Leading the awe-inspiring efforts of the Philippine National Red Cross to rebuild homes, save lives and restore dignity to victims of the typhoons that wrought death and destruction to the Bicol region is PNRC Chairman and CEO and Philippine Senator Richard J. Gordon.

"The suffering of a man and his family whose home has either been washed away or buried in a mudslide can't be described. Our task is to alleviate human suffering. Apart from providing shelter, we provide food supplies, clothes and starter kits. This is not meant to replace what they lost but to give them a helping hand in rebuilding their lives. The first step to recovery after a tragic loss is always the most difficult. Our job is to help with that first step," said Gordon, as he summed up the PNRC's mission in Bicol.

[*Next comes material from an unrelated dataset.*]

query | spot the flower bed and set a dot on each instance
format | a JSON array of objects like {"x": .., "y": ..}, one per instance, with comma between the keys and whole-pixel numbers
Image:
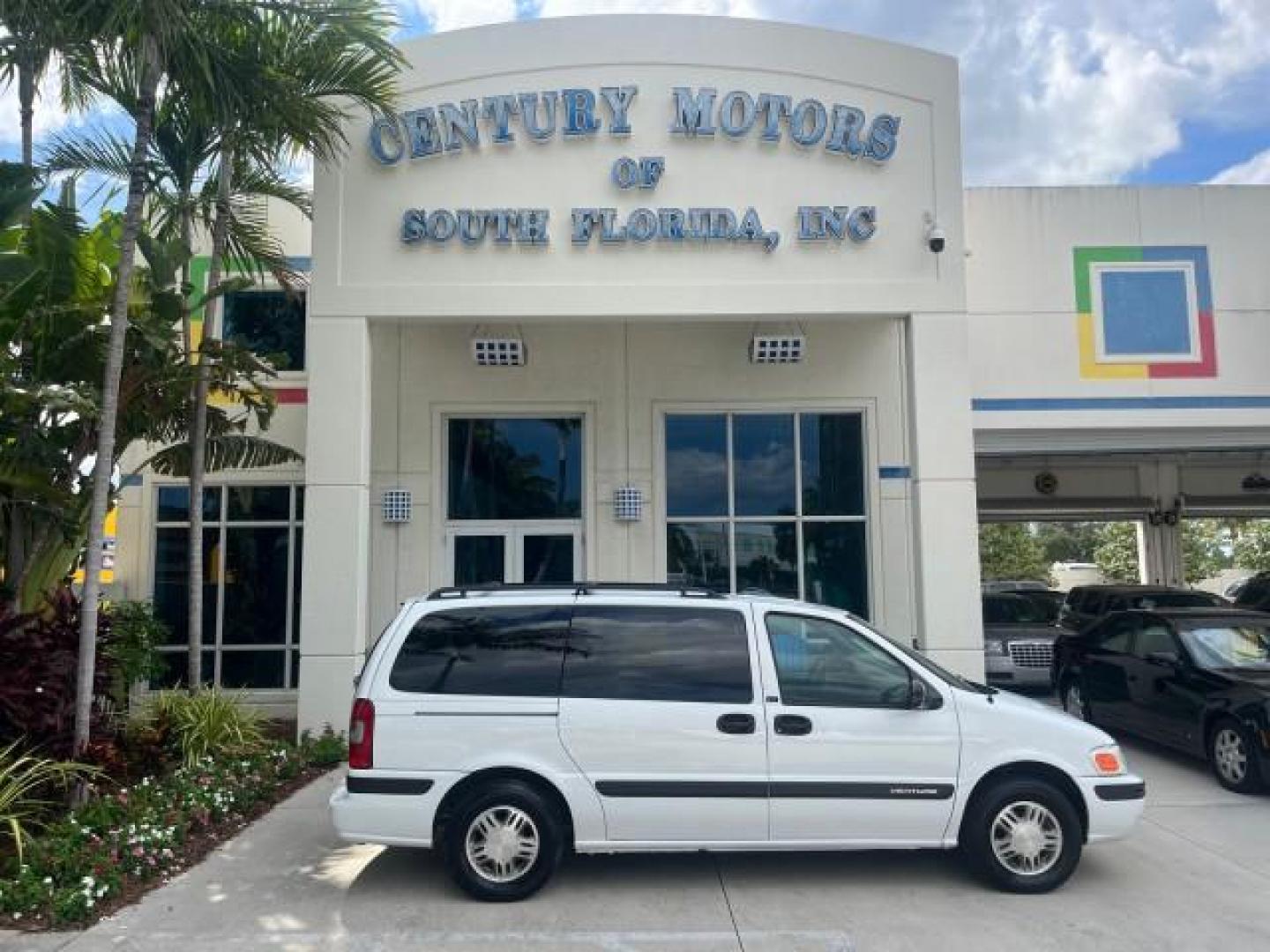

In 2006, some 600,000 homes were either completely destroyed or partially damaged by four monstrous typhoons that struck seven regions in the Philippines from September through December. Easily more than a million people were affected with loss of their homes, their livelihoods and their family members.

The worst affected during those disastrous months were the families in nine provinces in the Bicol region (Sorsogon, Isabela, Aurora, Albay, Marinduque, Camarines Sur, Catanduanes, Mindoro Oriental and Quezon). Such families are poor, and it was in fact this poverty in the first place, that drove them to build houses on land that was fundamentally unsafe. Situated too close to unprotected river banks or on unstable slopes or literally on top of layers of lahar that were just waiting to start sliding and all in an area that finds itself regularly in a typhoon's path of destruction.

It goes without saying that they are the very ones without any means to rebuild their homes and repair the damage done to the environment that they depend on for their livelihood. Even the raw materials from which they got materials to build their houses--coconut trees and nipa plants--all but disappeared after the typhoons and landslides.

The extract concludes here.